I made a fresh install right now with a RTX4090. Running out of VRAM constantly, never happened before.
RuntimeError: CUDA out of memory. Tried to allocate 4.00 GiB (GPU 0; 23.99 GiB total capacity; 12.81 GiB already allocated; 0 bytes free; 21.74 GiB reserved in total by PyTorch) If reserved memory is >> allocated memory try setting max_split_size_mb to avoid fragmentation.
Denoising strength: 0.69, Clip skip: 2, Hires upscale: 2, Hires upscaler: R-ESRGAN AnimeVideo
I might be mistaken because you, but I think the culprit is the new Highres fix. It upscales the images before processing them for the second time and they may be too big to fit into your VRAM. I see a lot of people complaining about how confusing it to use and how it gives inferior results. In my experience as well it is of a questionable usability right now.
If you really need to use the Highres fix now, try setting the upscaling factor to 1. It somehow makes it behave, even though its counter-intuitive, and the default setting is 2. Here are some examples I got: Default settings (upscale by 2): Upscale by 1:
On the other hand, I just noticed that you have a lot of ram, so it makes me think I'm completely wrong about my assumption, and there is something else entirely going on. I'm going to try and use your settings with the same model and see what I get on 8 gb.
Here's the result I got: `masterpiece, best quality, 1girl, brown hair, green eyes, colorful, autumn, cumulonimbus clouds, lighting, blue sky, falling leaves, garden Negative prompt: lowres, bad anatomy, bad hands, text, error, missing fingers, extra digit, fewer digits, cropped, worst quality, low quality, normal quality, jpeg artifacts, signature, watermark, username, blurry, artist name, Steps: 50, Sampler: Euler a, CFG scale: 7, Seed: 3607441108, Size: 512x768, Model: Anything-V3.0-pruned-fp32, Denoising strength: 0.69, Clip skip: 2, Hires upscale: 2, Hires upscaler: R-ESRGAN 4x+ Anime6B
Time taken: 4m 49.25sTorch active/reserved: 4777/6598 MiB, Sys VRAM: 8192/8192 MiB (100.0%)` It used all the available memory, but didn't run out.
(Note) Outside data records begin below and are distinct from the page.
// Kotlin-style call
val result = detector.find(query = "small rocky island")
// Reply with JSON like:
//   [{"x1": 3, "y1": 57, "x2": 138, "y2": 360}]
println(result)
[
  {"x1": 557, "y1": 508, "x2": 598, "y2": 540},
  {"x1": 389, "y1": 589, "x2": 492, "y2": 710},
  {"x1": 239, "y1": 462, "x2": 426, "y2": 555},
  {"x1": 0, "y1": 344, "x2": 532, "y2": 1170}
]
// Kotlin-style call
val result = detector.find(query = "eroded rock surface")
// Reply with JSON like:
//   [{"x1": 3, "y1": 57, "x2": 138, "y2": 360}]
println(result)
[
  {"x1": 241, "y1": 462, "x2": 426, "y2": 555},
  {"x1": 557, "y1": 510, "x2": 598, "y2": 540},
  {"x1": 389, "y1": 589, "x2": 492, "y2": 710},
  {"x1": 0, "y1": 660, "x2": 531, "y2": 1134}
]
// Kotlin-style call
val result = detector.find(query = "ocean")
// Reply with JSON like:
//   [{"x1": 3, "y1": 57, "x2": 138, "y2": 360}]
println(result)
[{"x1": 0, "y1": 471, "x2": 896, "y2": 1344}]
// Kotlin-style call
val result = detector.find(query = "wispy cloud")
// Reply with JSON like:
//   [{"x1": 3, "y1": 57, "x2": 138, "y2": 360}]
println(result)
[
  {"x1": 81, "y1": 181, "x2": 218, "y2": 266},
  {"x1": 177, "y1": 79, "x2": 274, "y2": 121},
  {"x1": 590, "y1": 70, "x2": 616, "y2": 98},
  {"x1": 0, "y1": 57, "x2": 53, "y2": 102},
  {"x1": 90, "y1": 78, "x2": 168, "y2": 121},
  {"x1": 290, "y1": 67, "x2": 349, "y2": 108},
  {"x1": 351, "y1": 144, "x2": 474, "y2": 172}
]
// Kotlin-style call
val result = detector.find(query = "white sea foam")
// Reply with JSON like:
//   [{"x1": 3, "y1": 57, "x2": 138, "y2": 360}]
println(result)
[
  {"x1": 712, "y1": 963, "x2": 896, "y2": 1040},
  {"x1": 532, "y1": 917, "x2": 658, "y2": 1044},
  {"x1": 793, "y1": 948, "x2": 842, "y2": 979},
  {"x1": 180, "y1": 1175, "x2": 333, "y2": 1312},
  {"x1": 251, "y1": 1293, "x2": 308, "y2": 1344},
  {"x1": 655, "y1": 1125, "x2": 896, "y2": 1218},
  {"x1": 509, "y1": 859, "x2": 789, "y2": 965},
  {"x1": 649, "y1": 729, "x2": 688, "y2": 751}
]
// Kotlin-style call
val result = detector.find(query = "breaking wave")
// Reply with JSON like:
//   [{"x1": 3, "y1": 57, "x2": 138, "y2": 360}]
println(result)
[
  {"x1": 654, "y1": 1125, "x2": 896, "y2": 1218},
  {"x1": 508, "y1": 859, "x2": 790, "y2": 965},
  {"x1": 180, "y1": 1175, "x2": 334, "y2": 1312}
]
It also made the image twice the size I ordered and it took me almost 5 minutes on a 1070 ti.
Commit hash: 24d4a0841d3cc0e5908b098f65a9caa3fa889af8
@Alphyn-gunner It's twice the size because of the hires upscale value.
I also noticed that I now get completely different results with the exact same settings.
I made a fresh install right now with a RTX4090. Running out of VRAM constantly, never happened before.
RuntimeError: CUDA out of memory. Tried to allocate 4.00 GiB (GPU 0; 23.99 GiB total capacity; 12.81 GiB already allocated; 0 bytes free; 21.74 GiB reserved in total by PyTorch) If reserved memory is >> allocated memory try setting max_split_size_mb to avoid fragmentation.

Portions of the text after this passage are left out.